Он совершенно прав. Снова совсем вплотную. Собственно, тут всегда совсем вплотную. К этому, наконец, привыкаешь. Вон там двое сидят на своих ящиках ручных гранат, как всегда, только немного запыхавшись. Если бы они теперь не вернулись? Лежали бы выпотрошенные в ложбине, большие трубчатые кости сломаны как соломинки, обожженные и разорванные?
Мы забыли бы это уже завтра. Мы – чистые машины забывания. Разумеется, если стоишь перед таким каприччио голого разрушения, ужас как медленный, холодный разрез ножа проходит сквозь душу. Тогда отворачиваешься и делаешь странное усилие, которое я сравнил бы, пожалуй, с подтягиванием на руках или судорожным глотанием, которым хотят сдерживать рвоту. Это возмущение против костлявого кулака безумия, давление которого уже обтягивает мозг с тяжестью и темнотой. При дальнейшем движении думаешь, что, пожалуй, не настолько уж все плохо. Только один еще бормочет как во сне: «Голова. Ты видел голову?»
Оба беседуют дальше. Другой говорит: «Однажды всему этому крышка. Тот, кто погиб в самом начале, тому еще повезло. Мне только интересно, как долго все это дерьмо еще продлится».
Теперь начинается один из тех бесконечных разговоров о войне, которые я слушал уже сотни и сотни раз до пресыщения. Это всегда одно и то же, только ожесточение становится острее со временем. Люди подходят к этому жизненно важному вопросу с религиозной серьезностью, чтобы снова и снова биться своей головой по стенам своего горизонта. Они никогда не найдут решения, так как уже их постановка вопроса неправильная. Они воспринимают войну как причину, не как выражение, и потому они ищут снаружи то, что можно найти только внутри. Только проявление, грубая поверхность имеет для них значение.
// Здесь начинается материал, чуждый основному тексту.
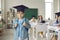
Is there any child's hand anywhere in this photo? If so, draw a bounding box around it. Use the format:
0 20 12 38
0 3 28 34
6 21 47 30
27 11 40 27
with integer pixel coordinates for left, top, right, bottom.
23 22 27 26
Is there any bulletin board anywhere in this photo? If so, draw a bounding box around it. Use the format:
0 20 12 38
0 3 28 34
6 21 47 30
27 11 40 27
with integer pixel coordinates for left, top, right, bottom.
24 8 38 20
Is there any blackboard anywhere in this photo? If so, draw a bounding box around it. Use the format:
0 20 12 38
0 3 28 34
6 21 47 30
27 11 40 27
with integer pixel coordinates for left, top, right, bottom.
24 8 38 20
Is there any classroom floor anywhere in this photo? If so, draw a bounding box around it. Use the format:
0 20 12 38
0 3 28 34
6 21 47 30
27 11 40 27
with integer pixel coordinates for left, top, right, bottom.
0 29 14 40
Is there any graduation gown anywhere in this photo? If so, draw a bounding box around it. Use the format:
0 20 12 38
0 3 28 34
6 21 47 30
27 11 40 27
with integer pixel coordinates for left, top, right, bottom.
13 18 30 40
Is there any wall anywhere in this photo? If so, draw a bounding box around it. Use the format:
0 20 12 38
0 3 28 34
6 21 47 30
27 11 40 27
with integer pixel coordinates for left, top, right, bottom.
6 0 45 16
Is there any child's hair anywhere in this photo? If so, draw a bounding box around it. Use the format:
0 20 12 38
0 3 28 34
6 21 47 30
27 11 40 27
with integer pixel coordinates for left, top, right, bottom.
38 15 43 19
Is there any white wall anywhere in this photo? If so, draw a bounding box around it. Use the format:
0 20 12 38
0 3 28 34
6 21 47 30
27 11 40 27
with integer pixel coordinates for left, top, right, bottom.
6 0 45 16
Между тем: их нужно понимать. Они материалисты в полном понимании этого слова, я, прожив среди них теперь уже целые годы, слышу это из каждого их слова. В первое время я удивлялся важности, которую они приписывали, например, еде, и вскоре сделал наблюдение, что лишения крайне тяжело давались им, людям физического труда. Они – действительно материал, материал, который идея сжигает, хотя они не сознают этого, для ее больших целей. В этом их собственное значение, величину которого они не в состоянии охватить, и это причина их страданий. Потому с ними нужно обращаться соответственно: человечно и сочувственно, насколько они индивидуумы, жестко, насколько их бытие принадлежит не личности, а идее.
Да, только поверхностное значит что-то для них. Для них их постановка вопроса является единственно верной. Если бы они нашли путеводную нить, чтобы найти дорогу из лабиринта войны или с отчаянием разрубить ее гордиев узел, то они были бы у цели своих желаний. Тогда у них снова было бы то, о чем они плачут ежечасно, тихое прозябание в ограниченном пространстве, счастье в мелкобуржуазном смысле. Если они в безопасности, то все остальное для них далеко, «лежит за семью морями». То, что они с помощью мира или революции ни на шаг не приблизились бы к истинной проблеме войны, что они сами тоже являются предпосылкой войны, им никогда не удастся разъяснить. Они – эгоисты, и это хорошо.